New Treasures: The Iron Jackal by Chris Wooding

The Iron Jackal-smallChris Wooding’s Ketty Jay novels come packed with witty dialog, high-flying adventure, and a hearty dose of steampunk fantasy — not to mention some great covers (see the British editions of the first three here). The previous volumes, Retribution Falls and The Black Lung Captain, were published in the US by Bantam Spectra; with the third Wooding switches publishers to Titan, bringing a new look to a series that has been compared to Firefly. If you’re on the hunt for a new series that includes sky pirates, quirky characters, and swashbuckling fantasy, this might be exactly what you’re looking for.

Things are looking good for Captain Frey, roguish captain of the Ketty Jay and her dysfunctional crew of layabouts. Accustomed to living on the wrong side of the law, running contraband, robbing airships and generally making a nuisance of themselves, Frey’s rag-tag bunch of no-hopers is finally on the rise from bottom-feeding freebooters to bar-room celebrities. And, just for once, nobody is trying to kill them.

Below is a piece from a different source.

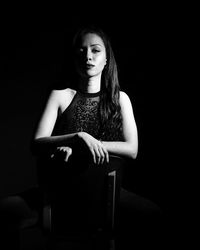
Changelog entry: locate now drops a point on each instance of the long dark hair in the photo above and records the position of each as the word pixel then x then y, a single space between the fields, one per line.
pixel 109 108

Even Trinci Dracken, Frey’s one-time fiancée and long-time nemesis, has given up her quest for revenge. In fact, she’s offered him a job — one that will take his crew deep into the desert heart of Samarla, land of their ancient enemies, where the secrets of the past lie in wait for the unwary. Secrets that might very well cost Frey everything.

Join the crew of the Ketty Jay on their greatest adventure yet: a story of mayhem and mischief, roof-top chases and death-defying races, murderous daemons, psychopathic golems and a particularly cranky cat.

Chris Wooding is also the author of Malice, Storm Thief, and over a dozen other books. He has announced that the fourth volume in the series, the upcoming The Ace of Skulls, scheduled for release in August, is also the last.

The Iron Jackal was published by Titan Books on March 11, 2014. It is 480 pages, priced at $14.95 for the trade paperback and $9.99 for the digital edition.